Abstract:
Objectives In response to the existing issues in the forestry and grassland monitoring field, such as the low utilization of monitoring information from perception devices and the lack of fusion analysis of monitoring results from multiple types of devices, it is proposed to construct a forest and grassland ecological perception system based on multi-sensor integration technology.
Methods Multi-sensor integration referred to integrating various sensor technologies into a comprehensive perception system, utilizing the multifunctionality and data fusion capabilities of individual devices. The aim was to achieve comprehensive, precise, and real-time monitoring and perception of the forest and grassland ecosystem. This system integrates integrated monitoring methods from sky, air, ground, and human perspectives, relying on key technologies such as multi-source IoT information access, multi-source data integration, and fusion, AI service algorithm warehouse, and big data decision support. It leveraged the multifunctionality of individual devices, supplemented by AI intelligence support, to integrate and fuse multi-source data, utilize AI algorithms to enhance data processing efficiency and accuracy, deeply mine and analyze the underlying patterns in the data, and provide comprehensive monitoring and assessment for forestry and grassland resource management.
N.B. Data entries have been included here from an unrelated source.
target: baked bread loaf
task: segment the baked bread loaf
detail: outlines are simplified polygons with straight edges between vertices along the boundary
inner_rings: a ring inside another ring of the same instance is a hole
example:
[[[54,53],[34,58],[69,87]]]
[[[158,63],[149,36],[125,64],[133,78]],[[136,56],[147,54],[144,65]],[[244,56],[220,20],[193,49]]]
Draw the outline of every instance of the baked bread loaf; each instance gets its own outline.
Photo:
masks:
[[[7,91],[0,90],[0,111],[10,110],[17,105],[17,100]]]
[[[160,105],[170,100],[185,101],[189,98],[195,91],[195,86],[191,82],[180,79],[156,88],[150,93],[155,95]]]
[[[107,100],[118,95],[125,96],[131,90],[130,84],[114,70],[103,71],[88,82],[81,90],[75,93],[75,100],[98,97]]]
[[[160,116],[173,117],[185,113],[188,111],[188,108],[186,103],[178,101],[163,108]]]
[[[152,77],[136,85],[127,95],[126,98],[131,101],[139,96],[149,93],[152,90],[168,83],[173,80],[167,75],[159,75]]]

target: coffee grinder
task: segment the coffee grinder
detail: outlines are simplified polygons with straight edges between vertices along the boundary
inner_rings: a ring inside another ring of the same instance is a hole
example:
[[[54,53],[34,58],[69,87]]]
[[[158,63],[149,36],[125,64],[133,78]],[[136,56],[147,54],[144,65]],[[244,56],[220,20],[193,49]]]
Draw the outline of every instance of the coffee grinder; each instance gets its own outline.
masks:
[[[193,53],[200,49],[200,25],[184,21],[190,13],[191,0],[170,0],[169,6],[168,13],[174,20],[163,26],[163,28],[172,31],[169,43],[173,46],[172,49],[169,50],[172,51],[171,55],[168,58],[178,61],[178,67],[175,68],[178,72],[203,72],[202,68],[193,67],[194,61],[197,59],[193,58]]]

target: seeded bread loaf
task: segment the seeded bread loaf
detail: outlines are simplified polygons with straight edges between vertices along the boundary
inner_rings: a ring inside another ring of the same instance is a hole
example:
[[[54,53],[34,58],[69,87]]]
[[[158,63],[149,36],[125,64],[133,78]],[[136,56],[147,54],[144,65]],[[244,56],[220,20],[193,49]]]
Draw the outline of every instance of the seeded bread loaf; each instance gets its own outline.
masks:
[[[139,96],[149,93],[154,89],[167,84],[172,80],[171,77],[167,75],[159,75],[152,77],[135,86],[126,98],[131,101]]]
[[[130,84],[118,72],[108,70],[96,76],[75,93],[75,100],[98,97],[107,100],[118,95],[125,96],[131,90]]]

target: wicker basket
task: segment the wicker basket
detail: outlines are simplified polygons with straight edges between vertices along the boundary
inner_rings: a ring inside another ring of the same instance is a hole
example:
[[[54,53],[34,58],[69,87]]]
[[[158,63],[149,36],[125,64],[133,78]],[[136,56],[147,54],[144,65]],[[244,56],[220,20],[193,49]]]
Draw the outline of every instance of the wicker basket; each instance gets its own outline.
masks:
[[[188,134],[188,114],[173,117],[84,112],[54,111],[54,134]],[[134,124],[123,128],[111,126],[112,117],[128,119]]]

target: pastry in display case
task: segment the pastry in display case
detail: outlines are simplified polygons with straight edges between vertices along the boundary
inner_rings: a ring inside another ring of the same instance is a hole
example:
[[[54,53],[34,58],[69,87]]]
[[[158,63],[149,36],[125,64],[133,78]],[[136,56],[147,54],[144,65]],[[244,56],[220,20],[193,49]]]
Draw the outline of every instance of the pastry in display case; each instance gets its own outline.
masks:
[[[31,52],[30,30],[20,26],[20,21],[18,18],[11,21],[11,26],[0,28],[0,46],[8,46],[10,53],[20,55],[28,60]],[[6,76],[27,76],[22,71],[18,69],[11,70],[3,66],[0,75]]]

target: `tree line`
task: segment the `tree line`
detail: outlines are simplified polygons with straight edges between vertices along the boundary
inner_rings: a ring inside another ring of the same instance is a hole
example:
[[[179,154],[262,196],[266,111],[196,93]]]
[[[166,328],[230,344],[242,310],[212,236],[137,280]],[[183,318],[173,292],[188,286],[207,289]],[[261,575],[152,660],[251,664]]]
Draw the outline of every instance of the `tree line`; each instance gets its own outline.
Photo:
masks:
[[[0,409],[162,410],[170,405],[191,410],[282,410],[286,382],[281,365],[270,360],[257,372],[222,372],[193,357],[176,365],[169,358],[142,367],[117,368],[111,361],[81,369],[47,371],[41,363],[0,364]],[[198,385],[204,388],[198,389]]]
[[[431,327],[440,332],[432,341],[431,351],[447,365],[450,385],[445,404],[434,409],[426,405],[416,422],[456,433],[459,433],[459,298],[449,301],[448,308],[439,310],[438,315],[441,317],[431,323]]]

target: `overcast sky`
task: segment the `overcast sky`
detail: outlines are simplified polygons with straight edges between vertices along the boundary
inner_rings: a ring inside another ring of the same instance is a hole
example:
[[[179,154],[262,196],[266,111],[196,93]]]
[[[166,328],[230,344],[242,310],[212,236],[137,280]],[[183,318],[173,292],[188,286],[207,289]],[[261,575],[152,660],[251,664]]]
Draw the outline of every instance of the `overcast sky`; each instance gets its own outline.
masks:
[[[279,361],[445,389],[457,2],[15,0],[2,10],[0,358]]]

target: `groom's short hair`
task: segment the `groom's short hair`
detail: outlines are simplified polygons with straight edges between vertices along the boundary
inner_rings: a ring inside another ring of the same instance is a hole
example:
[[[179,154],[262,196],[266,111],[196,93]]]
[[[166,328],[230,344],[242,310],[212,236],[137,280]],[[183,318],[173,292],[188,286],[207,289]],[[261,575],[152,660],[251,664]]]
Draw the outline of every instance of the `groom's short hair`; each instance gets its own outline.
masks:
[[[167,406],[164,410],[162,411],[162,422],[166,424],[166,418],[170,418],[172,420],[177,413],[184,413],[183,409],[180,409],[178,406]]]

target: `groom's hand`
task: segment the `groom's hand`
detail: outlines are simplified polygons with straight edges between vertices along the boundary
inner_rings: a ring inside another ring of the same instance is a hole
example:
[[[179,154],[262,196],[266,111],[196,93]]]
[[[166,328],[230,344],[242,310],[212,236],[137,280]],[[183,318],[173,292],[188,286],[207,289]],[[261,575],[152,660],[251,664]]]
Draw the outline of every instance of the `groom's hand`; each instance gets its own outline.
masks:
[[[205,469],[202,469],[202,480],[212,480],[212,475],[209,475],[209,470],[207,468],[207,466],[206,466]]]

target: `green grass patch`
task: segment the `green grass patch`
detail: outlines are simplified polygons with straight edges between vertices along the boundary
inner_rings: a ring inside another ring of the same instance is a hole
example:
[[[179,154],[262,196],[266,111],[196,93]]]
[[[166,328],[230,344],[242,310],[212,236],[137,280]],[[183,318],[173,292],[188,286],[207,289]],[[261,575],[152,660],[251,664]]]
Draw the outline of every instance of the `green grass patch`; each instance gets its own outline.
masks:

Results The ecological perception system based on multi-sensor integration technology should demonstrate significant advantages in forest fire prevention, biodiversity monitoring, pest identification and early warning, and other forestry and grassland operations, enhancing the efficiency and accuracy of forestry and grassland resource management.
Conclusions This system provided a theoretical basis and technical support for the intelligent monitoring of forestry and grassland resources, offering new ideas for ecological environmental protection and sustainable development.